The IMD has also taken into account the long-range monsoon forecasts made by several other Indian and international meteorological organisations. Most of them have projected above normal rainfall in the coming monsoon season (June to September) in most parts of the country.
Going a step further, the IMD has this year revised the criteria for categorisation of monsoon rainfall as normal or deficient.
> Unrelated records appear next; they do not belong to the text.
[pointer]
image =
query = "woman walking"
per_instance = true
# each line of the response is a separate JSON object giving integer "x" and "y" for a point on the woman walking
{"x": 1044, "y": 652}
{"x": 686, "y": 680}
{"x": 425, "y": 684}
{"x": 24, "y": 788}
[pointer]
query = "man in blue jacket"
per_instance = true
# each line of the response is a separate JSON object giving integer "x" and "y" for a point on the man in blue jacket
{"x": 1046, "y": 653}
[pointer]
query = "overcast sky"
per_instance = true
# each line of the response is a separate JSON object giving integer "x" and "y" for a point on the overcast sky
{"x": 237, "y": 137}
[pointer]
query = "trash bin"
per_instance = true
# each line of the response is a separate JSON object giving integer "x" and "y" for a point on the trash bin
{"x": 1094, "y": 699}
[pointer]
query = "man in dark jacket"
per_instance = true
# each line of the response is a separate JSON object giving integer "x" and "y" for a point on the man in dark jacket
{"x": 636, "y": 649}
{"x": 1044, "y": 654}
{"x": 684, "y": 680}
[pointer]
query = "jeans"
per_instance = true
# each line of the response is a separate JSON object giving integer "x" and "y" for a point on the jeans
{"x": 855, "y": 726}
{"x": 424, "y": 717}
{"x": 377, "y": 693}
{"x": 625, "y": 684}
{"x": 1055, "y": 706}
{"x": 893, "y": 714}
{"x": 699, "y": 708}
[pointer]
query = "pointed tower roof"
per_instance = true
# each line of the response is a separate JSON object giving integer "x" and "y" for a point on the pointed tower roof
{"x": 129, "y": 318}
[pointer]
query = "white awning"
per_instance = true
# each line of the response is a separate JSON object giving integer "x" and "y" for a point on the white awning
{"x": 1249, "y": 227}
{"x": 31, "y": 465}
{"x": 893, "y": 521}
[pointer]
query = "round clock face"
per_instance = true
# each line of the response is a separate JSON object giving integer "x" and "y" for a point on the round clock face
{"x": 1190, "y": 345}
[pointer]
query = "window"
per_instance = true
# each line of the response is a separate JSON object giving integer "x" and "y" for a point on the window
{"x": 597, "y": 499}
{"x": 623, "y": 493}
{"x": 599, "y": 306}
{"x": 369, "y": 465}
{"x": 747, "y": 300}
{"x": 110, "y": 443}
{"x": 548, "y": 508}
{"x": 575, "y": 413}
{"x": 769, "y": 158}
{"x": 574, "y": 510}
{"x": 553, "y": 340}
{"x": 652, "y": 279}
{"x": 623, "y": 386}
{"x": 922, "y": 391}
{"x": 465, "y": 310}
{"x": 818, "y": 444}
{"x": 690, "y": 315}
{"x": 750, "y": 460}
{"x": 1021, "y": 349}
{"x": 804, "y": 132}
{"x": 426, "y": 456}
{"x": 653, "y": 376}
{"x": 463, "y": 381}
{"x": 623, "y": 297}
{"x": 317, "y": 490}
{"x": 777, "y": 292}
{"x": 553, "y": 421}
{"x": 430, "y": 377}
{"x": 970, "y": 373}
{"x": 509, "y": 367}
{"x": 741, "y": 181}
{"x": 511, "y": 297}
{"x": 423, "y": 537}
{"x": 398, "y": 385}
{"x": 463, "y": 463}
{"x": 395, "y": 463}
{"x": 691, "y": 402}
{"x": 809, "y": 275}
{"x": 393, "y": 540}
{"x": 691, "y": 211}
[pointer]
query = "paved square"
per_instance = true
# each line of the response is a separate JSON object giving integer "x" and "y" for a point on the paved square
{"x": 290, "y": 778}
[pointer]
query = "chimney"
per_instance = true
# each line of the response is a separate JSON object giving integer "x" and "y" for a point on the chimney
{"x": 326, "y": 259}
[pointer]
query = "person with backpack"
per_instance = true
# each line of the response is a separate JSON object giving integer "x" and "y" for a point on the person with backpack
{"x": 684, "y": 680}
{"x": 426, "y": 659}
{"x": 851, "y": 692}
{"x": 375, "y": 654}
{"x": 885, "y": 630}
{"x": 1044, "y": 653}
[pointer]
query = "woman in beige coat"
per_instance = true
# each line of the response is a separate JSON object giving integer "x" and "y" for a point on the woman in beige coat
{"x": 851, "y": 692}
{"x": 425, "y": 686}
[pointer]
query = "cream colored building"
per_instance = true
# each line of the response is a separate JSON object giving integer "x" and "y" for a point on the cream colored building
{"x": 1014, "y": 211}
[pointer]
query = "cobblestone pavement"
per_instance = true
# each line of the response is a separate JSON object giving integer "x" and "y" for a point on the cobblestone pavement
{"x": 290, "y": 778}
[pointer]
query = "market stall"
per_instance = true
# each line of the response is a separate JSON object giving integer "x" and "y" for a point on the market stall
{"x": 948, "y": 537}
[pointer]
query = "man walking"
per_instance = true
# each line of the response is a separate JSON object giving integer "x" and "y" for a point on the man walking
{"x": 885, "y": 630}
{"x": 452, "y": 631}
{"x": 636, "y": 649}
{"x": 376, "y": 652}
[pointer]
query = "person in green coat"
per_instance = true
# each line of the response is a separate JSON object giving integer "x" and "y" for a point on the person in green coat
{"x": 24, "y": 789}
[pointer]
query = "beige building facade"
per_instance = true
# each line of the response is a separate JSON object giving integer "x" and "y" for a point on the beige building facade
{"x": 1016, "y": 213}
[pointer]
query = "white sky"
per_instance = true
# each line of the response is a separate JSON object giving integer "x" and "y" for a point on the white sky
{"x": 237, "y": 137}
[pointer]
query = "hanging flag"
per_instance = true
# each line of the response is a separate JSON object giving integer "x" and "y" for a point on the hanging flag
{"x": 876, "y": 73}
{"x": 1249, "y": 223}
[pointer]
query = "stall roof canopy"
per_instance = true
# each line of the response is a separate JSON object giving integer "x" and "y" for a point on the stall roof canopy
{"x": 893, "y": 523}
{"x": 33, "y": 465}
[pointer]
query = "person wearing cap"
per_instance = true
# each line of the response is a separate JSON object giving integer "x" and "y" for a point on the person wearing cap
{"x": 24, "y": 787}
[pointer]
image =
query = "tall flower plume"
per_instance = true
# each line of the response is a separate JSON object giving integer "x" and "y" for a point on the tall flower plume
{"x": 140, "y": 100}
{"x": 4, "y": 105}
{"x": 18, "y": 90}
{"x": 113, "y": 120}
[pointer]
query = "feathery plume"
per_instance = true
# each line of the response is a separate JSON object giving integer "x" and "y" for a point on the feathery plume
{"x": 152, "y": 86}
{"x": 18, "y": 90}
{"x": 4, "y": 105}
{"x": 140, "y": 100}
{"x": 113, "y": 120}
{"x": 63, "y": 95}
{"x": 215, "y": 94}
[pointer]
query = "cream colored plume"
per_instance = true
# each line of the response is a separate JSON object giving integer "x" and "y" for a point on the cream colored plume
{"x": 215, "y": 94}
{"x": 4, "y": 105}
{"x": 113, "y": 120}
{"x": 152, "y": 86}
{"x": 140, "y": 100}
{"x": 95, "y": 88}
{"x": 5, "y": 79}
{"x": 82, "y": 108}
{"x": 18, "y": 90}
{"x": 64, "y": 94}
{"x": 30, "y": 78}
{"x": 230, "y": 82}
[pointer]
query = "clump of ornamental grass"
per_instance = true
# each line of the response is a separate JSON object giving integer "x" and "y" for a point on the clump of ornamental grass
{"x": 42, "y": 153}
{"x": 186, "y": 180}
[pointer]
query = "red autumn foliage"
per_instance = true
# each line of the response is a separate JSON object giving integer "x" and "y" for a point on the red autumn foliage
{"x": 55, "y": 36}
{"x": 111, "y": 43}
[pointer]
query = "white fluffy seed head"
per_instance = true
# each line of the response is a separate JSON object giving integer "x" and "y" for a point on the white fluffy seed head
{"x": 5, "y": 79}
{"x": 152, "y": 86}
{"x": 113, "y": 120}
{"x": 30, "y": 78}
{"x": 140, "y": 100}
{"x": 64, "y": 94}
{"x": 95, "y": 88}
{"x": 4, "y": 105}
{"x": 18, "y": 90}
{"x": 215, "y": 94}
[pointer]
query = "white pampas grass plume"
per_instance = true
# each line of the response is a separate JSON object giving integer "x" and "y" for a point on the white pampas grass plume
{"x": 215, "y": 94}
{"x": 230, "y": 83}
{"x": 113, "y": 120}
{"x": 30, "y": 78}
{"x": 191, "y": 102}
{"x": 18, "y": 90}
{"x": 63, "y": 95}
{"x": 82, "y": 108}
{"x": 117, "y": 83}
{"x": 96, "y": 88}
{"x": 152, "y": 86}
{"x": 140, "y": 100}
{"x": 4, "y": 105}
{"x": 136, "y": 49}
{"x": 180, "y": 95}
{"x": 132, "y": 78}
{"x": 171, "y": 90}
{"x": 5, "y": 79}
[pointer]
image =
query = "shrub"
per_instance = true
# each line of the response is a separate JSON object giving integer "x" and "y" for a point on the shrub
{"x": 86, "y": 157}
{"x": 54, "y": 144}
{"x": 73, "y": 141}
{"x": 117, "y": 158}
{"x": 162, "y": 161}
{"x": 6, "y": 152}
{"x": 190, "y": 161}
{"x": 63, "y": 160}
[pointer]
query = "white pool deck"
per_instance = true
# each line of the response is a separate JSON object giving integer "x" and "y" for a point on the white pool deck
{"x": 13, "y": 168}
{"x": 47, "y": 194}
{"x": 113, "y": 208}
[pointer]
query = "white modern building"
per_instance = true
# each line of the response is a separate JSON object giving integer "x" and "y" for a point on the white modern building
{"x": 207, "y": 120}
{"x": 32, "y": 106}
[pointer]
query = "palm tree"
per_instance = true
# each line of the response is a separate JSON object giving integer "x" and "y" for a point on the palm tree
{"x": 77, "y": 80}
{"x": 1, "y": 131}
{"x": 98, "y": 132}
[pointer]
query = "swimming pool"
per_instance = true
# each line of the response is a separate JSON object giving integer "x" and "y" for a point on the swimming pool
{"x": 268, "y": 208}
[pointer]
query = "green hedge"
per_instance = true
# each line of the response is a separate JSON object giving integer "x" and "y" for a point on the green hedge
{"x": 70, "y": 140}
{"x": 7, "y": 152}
According to the new norms, the rainfall below 90 per cent of the long-period average of 89 cm is deemed deficient; between 90 and 96 per cent below normal; between 96 and 104 per cent normal; between 104 and 110 per cent above normal and above 110 per cent as excessive.
This year's expected rainfall of 99 per cent falls in the normal category while last year's actual rainfall of 106 per cent would be deemed above normal, according to the revised norms.
The IMD will, however, issue an updated version of the forecast in June, when it would also come out with its rainfall predictions for different geographical regions of the country.
Copious rainfall in the ensuing monsoon season is crucial also because the water level in most reservoirs in the country's Northern and Central parts have dwindled to below their last year's corresponding levels due to near absence of post-monsoon and winter rainfall.
Water availability in the reservoirs is critical, especially for the rabi crop sown on irrigation tracts after the kharif season. Wheat is the staple cereal grown on irrigated farms in Rabi season.